Un originale senso di sospensione, altamente evocativo, frutto d’estrema vigilanza nell’uso del linguaggio.
Questa poesia affascina per quel suo peculiare richiamo in cui esterno ed interno paiono fondersi senza perdere del tutto la loro fisionomia.
Complimenti davvero
Una ventata di benessere questi nuovi versi di Roberto Cogo: “basta … essere … albero che cresce i suoi rami nell’attesa della pioggia; tutta la storia in un vibrare di foglia; il salto dello sguardo oltre l’ombra del ramo piegato sopra un possibile mondo; sospesi nei detriti a galleggiare girando in tondo nel fluire del tempo; le parole a sgorgare per starci dentro; nelle acque scure dove ogni differenza scompare”. Ammiro, ringrazio e saluto Roberto nonché Francesco, Marco Scalabrino.
Conosco Roberto da un paio d’anni, e lo apprezzo molto come uomo e come poeta.
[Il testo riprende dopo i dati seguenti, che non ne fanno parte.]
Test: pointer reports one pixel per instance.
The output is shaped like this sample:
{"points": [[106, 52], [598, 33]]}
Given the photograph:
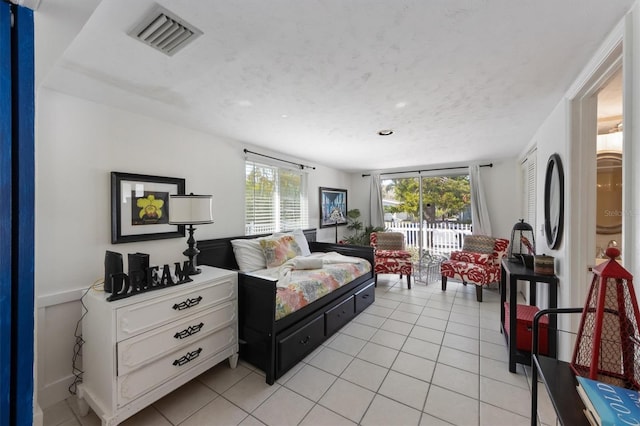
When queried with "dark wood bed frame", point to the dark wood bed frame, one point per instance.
{"points": [[276, 346]]}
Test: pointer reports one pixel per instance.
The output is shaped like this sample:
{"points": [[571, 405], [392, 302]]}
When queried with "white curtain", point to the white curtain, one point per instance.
{"points": [[479, 211], [376, 214]]}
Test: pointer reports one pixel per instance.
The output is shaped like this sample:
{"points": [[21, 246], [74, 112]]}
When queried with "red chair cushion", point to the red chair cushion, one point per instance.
{"points": [[399, 254]]}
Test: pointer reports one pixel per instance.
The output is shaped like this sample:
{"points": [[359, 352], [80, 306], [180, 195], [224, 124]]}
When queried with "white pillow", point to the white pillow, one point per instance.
{"points": [[249, 255], [298, 235]]}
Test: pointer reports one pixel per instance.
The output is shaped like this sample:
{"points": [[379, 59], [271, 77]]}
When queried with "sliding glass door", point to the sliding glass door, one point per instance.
{"points": [[434, 212]]}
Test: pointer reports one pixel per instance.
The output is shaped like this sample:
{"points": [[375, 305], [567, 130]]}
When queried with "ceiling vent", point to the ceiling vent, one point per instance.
{"points": [[165, 32]]}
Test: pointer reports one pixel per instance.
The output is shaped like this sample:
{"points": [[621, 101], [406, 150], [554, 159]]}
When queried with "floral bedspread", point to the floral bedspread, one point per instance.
{"points": [[297, 288]]}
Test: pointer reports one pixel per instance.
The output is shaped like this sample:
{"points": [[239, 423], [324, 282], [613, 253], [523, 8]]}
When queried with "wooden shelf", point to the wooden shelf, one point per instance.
{"points": [[511, 273]]}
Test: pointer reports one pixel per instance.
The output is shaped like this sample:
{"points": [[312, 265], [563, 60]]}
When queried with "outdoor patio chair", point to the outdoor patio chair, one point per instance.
{"points": [[390, 255], [478, 262]]}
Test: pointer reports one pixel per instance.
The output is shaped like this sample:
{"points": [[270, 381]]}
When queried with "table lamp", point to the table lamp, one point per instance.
{"points": [[191, 210]]}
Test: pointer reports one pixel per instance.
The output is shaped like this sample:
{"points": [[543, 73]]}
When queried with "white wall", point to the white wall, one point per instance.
{"points": [[78, 144]]}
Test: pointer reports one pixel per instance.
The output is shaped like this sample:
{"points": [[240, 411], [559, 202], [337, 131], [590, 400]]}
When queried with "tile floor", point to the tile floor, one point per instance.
{"points": [[414, 357]]}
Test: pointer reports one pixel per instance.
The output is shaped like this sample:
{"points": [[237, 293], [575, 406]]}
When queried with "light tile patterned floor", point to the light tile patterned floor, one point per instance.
{"points": [[415, 357]]}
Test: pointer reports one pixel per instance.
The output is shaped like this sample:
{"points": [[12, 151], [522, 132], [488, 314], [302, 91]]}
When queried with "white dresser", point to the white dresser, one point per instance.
{"points": [[138, 349]]}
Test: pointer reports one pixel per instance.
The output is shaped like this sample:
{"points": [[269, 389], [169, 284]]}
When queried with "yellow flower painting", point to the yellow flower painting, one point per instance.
{"points": [[149, 209]]}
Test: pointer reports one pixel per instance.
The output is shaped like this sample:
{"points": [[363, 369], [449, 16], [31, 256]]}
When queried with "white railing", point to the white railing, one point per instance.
{"points": [[437, 238]]}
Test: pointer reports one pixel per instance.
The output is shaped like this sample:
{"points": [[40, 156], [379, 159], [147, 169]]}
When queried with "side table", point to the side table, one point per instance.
{"points": [[511, 272], [558, 379]]}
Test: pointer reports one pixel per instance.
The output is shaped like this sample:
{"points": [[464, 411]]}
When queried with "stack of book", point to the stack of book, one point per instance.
{"points": [[608, 405]]}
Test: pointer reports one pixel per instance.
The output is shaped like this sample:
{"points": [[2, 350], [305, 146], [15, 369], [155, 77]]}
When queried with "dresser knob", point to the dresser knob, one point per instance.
{"points": [[189, 303], [189, 331]]}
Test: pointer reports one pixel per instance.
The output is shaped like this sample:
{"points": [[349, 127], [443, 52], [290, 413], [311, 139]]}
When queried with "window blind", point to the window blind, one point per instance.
{"points": [[275, 198]]}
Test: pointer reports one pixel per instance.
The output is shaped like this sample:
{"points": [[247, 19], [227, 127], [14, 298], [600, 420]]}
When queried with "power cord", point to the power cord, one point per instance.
{"points": [[97, 285]]}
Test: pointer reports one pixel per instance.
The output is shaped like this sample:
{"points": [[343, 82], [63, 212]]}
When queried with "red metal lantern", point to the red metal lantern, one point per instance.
{"points": [[608, 344]]}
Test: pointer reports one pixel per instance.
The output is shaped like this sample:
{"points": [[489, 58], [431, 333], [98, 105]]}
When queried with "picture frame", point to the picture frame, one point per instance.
{"points": [[333, 207], [140, 207]]}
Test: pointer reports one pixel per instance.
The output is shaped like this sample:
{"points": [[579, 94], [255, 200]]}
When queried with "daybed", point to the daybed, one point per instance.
{"points": [[271, 341]]}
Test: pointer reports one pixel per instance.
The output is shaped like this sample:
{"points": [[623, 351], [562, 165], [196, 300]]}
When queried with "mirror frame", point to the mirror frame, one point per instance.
{"points": [[554, 201]]}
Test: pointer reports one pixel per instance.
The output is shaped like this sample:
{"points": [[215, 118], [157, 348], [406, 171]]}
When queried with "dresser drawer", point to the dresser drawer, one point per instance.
{"points": [[338, 316], [139, 350], [365, 297], [153, 374], [293, 347], [153, 313]]}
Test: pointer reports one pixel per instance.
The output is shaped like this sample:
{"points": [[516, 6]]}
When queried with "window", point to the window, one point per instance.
{"points": [[432, 212], [275, 199]]}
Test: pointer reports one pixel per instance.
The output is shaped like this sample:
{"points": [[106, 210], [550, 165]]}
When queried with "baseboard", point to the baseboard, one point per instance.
{"points": [[52, 393]]}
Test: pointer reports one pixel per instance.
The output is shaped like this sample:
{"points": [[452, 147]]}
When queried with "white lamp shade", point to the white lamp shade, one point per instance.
{"points": [[190, 209]]}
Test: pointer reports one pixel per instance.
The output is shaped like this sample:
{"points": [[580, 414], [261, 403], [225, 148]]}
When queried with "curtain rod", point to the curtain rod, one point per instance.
{"points": [[428, 170], [302, 166]]}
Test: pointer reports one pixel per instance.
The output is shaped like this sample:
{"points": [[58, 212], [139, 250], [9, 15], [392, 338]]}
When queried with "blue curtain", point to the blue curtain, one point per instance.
{"points": [[16, 215]]}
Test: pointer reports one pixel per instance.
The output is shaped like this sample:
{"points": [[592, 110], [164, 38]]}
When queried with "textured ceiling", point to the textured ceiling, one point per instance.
{"points": [[456, 80]]}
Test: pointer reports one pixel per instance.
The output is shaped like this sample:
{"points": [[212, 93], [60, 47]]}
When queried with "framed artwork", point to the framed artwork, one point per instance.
{"points": [[333, 207], [140, 207]]}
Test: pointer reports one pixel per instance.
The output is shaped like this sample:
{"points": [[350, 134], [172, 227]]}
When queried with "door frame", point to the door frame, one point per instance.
{"points": [[582, 97]]}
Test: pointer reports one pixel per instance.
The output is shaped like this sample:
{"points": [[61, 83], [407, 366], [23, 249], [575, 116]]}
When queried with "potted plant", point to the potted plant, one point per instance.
{"points": [[360, 236]]}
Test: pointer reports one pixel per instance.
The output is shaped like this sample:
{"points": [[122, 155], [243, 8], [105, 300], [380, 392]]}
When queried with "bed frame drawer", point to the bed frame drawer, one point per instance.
{"points": [[365, 297], [338, 316], [294, 347]]}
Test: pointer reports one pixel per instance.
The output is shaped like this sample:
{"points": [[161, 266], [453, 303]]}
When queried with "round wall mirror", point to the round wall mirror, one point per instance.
{"points": [[554, 201]]}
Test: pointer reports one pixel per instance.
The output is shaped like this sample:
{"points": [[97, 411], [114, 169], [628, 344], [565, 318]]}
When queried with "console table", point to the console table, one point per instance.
{"points": [[511, 272]]}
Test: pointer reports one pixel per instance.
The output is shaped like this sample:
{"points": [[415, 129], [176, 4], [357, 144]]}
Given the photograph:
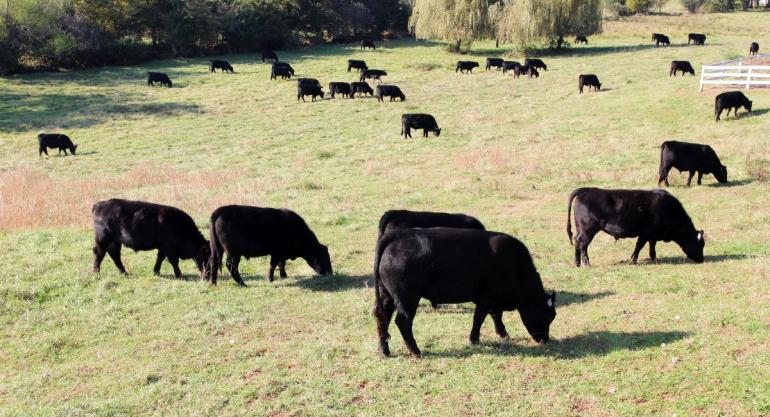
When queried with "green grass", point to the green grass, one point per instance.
{"points": [[675, 338]]}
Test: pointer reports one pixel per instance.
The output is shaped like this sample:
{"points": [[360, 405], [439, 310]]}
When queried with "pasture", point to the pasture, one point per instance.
{"points": [[672, 338]]}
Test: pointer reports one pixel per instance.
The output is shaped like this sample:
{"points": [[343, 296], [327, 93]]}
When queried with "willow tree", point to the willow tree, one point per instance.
{"points": [[527, 21]]}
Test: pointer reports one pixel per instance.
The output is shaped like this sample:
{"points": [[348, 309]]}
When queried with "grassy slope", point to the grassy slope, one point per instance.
{"points": [[672, 338]]}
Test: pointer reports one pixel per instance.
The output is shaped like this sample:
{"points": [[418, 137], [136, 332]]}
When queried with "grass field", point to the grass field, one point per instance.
{"points": [[673, 338]]}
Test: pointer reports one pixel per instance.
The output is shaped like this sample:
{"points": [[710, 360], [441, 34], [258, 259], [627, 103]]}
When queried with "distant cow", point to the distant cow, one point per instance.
{"points": [[651, 216], [158, 77], [391, 91], [244, 231], [356, 64], [55, 140], [691, 157], [466, 66], [222, 65], [342, 89], [145, 226], [493, 270], [590, 80], [422, 121], [696, 38], [683, 66], [494, 63], [730, 100]]}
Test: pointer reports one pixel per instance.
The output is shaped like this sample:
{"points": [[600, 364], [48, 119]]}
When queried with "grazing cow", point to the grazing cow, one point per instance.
{"points": [[55, 140], [683, 66], [244, 231], [342, 89], [268, 55], [466, 66], [391, 91], [145, 226], [696, 38], [422, 121], [222, 65], [158, 77], [357, 64], [651, 216], [590, 80], [362, 88], [730, 100], [691, 157], [372, 75], [494, 63], [493, 270]]}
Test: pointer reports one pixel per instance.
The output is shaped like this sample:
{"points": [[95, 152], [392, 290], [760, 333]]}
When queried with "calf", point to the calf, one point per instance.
{"points": [[55, 140], [391, 91], [493, 270], [651, 216], [730, 100], [145, 226], [692, 157], [244, 231], [590, 80], [466, 66], [683, 66], [422, 121], [158, 77]]}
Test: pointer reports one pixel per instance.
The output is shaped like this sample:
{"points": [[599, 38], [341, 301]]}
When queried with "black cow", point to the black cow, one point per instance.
{"points": [[268, 55], [683, 66], [651, 216], [55, 140], [447, 266], [730, 100], [158, 77], [494, 63], [422, 121], [244, 231], [466, 66], [391, 91], [146, 226], [357, 64], [222, 65], [361, 88], [372, 75], [691, 157], [590, 80], [696, 38], [340, 88]]}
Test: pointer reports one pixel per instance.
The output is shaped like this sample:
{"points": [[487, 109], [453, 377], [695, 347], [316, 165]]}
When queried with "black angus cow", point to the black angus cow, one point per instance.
{"points": [[466, 66], [651, 216], [158, 77], [391, 91], [683, 66], [696, 38], [422, 121], [494, 63], [362, 88], [268, 55], [244, 231], [590, 80], [660, 38], [493, 270], [372, 75], [55, 140], [219, 64], [691, 157], [340, 88], [145, 226], [357, 64], [730, 100]]}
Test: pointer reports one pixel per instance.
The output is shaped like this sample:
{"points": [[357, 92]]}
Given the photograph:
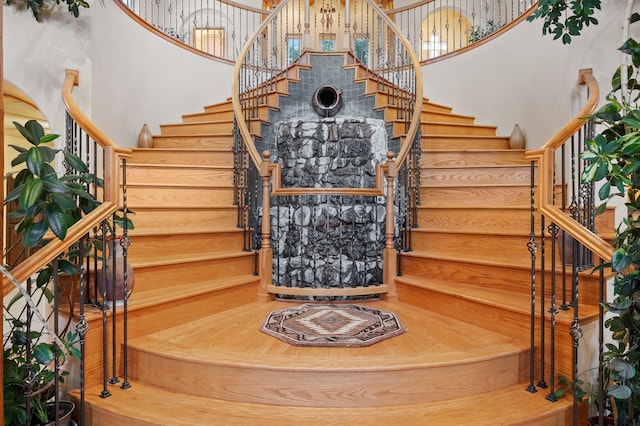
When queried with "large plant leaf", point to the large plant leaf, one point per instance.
{"points": [[57, 219], [36, 130], [34, 233], [31, 193]]}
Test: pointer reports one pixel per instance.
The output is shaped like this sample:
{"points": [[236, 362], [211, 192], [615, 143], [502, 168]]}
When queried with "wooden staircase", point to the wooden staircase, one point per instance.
{"points": [[198, 358]]}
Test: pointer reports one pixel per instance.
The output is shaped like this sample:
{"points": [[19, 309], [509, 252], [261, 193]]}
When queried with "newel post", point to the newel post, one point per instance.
{"points": [[390, 257], [265, 254]]}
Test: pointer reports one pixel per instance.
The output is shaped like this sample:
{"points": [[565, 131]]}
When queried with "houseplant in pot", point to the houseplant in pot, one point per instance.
{"points": [[34, 355], [613, 160]]}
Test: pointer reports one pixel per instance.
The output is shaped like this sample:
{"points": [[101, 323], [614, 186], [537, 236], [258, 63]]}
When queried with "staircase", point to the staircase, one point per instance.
{"points": [[196, 356]]}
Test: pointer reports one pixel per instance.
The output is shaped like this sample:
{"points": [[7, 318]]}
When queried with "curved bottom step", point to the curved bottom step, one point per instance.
{"points": [[147, 405], [225, 356]]}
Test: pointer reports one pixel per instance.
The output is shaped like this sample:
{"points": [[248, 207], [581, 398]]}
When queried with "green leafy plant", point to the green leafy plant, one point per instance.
{"points": [[48, 205], [42, 8], [613, 158]]}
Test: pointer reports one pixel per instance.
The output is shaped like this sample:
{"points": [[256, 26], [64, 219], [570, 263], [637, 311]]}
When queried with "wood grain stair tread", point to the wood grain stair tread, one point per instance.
{"points": [[233, 337], [146, 298], [495, 297], [188, 258], [505, 407], [152, 297], [180, 166], [509, 260], [182, 231]]}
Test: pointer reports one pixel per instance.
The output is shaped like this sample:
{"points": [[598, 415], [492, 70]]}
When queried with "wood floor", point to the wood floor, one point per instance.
{"points": [[197, 357], [420, 377]]}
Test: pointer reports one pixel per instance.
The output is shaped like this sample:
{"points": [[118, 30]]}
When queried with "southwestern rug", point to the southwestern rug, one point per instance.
{"points": [[334, 325]]}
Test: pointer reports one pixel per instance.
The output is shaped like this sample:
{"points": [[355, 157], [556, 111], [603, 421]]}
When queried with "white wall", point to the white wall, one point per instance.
{"points": [[521, 77], [140, 78], [36, 56]]}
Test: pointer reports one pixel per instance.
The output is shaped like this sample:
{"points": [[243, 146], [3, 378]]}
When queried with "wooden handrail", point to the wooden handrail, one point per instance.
{"points": [[545, 158], [112, 156]]}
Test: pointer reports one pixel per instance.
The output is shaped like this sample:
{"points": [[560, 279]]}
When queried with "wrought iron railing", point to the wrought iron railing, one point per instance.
{"points": [[437, 28], [563, 245], [434, 28], [262, 75], [50, 313]]}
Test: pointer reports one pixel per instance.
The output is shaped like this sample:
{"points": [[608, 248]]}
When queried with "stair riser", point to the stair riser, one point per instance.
{"points": [[472, 159], [153, 318], [204, 218], [197, 128], [180, 197], [177, 157], [452, 129], [461, 143], [195, 176], [469, 220], [184, 244], [514, 324], [475, 244], [506, 221], [165, 276], [506, 278], [517, 196], [479, 176], [209, 116], [320, 388], [222, 142]]}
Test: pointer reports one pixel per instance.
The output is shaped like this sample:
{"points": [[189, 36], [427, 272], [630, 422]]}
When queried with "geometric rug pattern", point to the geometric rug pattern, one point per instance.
{"points": [[334, 325]]}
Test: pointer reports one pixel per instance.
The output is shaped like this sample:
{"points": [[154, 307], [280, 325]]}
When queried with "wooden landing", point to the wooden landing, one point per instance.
{"points": [[440, 370]]}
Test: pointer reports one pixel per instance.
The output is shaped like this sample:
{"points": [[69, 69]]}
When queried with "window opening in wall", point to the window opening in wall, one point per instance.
{"points": [[293, 47], [327, 42], [210, 40]]}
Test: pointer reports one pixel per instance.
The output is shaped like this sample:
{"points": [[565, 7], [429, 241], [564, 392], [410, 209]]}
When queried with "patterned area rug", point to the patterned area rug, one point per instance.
{"points": [[335, 325]]}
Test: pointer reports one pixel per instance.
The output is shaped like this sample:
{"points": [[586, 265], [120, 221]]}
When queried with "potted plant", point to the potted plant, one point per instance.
{"points": [[47, 204], [613, 158]]}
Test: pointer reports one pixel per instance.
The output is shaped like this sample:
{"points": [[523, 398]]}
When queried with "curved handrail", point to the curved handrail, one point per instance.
{"points": [[112, 155], [169, 34], [545, 157], [240, 63]]}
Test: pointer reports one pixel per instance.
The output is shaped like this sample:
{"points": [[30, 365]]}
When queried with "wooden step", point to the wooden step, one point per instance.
{"points": [[152, 310], [217, 114], [472, 158], [513, 275], [131, 407], [474, 176], [199, 128], [438, 128], [167, 174], [223, 141], [467, 142], [180, 242], [225, 356], [508, 220], [499, 310], [467, 197], [177, 196], [219, 106], [164, 272], [177, 156], [151, 219]]}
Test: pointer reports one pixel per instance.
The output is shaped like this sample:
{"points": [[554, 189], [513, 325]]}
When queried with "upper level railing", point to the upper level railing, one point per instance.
{"points": [[434, 28]]}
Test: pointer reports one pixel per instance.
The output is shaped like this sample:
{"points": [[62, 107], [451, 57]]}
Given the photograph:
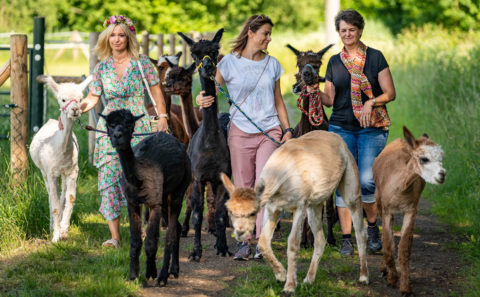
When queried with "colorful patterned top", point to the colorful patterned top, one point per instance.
{"points": [[127, 92]]}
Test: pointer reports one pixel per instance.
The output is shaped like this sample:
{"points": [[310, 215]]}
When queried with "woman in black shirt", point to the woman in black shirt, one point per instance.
{"points": [[358, 85]]}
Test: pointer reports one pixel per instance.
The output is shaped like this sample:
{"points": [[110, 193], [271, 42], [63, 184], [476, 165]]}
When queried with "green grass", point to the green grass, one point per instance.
{"points": [[435, 74]]}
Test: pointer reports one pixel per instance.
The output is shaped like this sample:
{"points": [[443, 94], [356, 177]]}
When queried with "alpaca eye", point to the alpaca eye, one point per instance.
{"points": [[424, 160]]}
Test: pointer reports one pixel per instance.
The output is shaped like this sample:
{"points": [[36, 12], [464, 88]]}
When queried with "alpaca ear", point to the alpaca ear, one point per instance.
{"points": [[227, 183], [170, 63], [192, 68], [136, 118], [294, 50], [52, 85], [218, 36], [85, 83], [409, 137], [186, 38], [324, 50]]}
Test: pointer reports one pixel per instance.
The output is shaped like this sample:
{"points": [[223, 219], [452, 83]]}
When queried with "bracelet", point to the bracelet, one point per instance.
{"points": [[288, 130]]}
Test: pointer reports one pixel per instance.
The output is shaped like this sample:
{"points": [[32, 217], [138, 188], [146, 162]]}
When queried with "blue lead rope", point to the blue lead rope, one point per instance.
{"points": [[248, 118]]}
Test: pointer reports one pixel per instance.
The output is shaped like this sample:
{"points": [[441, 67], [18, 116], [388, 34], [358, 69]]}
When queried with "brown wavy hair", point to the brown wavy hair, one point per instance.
{"points": [[253, 23]]}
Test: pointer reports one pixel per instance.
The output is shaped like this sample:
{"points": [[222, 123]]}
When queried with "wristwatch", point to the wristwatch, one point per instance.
{"points": [[288, 130]]}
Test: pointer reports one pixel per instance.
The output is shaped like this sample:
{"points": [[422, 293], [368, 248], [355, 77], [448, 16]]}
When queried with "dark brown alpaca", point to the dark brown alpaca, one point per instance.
{"points": [[208, 148], [309, 64], [179, 82]]}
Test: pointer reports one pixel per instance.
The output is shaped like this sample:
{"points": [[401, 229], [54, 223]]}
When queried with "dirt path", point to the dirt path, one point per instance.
{"points": [[434, 267]]}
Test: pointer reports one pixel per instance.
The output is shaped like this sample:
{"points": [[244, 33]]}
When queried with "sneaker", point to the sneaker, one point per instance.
{"points": [[243, 252], [347, 247], [374, 243], [258, 255]]}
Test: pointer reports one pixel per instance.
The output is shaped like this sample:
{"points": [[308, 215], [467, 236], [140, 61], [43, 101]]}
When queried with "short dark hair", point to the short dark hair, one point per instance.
{"points": [[350, 16]]}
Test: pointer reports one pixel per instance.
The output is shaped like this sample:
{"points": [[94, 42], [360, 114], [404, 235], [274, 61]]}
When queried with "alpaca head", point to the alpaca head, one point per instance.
{"points": [[205, 53], [427, 157], [179, 80], [242, 208], [69, 95], [163, 66], [120, 126], [308, 64]]}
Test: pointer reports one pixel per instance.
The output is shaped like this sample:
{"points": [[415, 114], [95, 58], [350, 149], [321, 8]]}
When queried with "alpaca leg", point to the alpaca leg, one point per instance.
{"points": [[265, 243], [55, 207], [197, 205], [151, 240], [135, 239], [69, 193], [331, 219], [220, 223], [175, 209], [388, 262], [188, 211], [211, 210], [405, 250], [315, 222], [292, 250]]}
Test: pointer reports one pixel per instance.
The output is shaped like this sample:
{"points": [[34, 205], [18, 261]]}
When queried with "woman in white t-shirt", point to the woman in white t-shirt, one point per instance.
{"points": [[253, 81]]}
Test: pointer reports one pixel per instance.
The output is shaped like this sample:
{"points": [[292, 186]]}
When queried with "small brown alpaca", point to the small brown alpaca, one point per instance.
{"points": [[299, 177], [400, 173]]}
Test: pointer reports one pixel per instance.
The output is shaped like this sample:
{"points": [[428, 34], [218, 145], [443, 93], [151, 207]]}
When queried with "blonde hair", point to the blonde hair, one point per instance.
{"points": [[103, 49]]}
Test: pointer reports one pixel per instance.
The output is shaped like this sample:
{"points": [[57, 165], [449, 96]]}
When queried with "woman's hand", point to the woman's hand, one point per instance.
{"points": [[366, 114], [286, 136], [162, 125], [204, 101], [312, 88]]}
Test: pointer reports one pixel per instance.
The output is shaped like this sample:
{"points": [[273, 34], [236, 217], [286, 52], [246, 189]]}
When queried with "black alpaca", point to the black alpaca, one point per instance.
{"points": [[307, 76], [156, 172], [208, 149]]}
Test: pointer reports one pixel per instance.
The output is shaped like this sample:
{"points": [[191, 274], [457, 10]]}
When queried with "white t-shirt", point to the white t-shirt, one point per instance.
{"points": [[241, 75]]}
Ma questo lavoro mi sembra il più compiuto e definito, grazie ad una lingua che ha trovato la misura giusta e, sì, l’equilibrio tra il detto e il sospeso.
Francesco t.
quasi elargisce un processo di immediata, silvana rigenerazione, questa lettura. sì, appendere lo sguardo, il fiato, al tronco, alla foglia, al muro bianco o assolato, alla trasparenza della pioggia, alla ruggine del cancello abbandonato. nel silenzio delle voci, nel verso delle cose. panico, creaturale.
(Francesco, ti abbraccio)
Concordo con Francesco Tomada, questo lavoro di Roberto è un “pezzo di bravura” di un poeta in continua crescita, libro dopo libro, traduzione dopo traduzione, la sua lingua si è affinata, si è fatta ancor più precisa e ancor più affondata al cuore delle cose, al respiro delle creature.
Che poi Roberto sia anche la persona splendida che è, contagiosa nella sua semplice aderenza alla bellezza e alla verità, è qualcosa che lascio scoprire a chi ancora non lo ha frequentato.
Con affetto. FF
“Le parole come cuneo…” “le parole come varco…”. Una grande consapevolezza di ciò che, in foma e sostanza, la poesia dice e fa.
E qui, in particolare, con una bellissima capacità di sguardo e leggerezza.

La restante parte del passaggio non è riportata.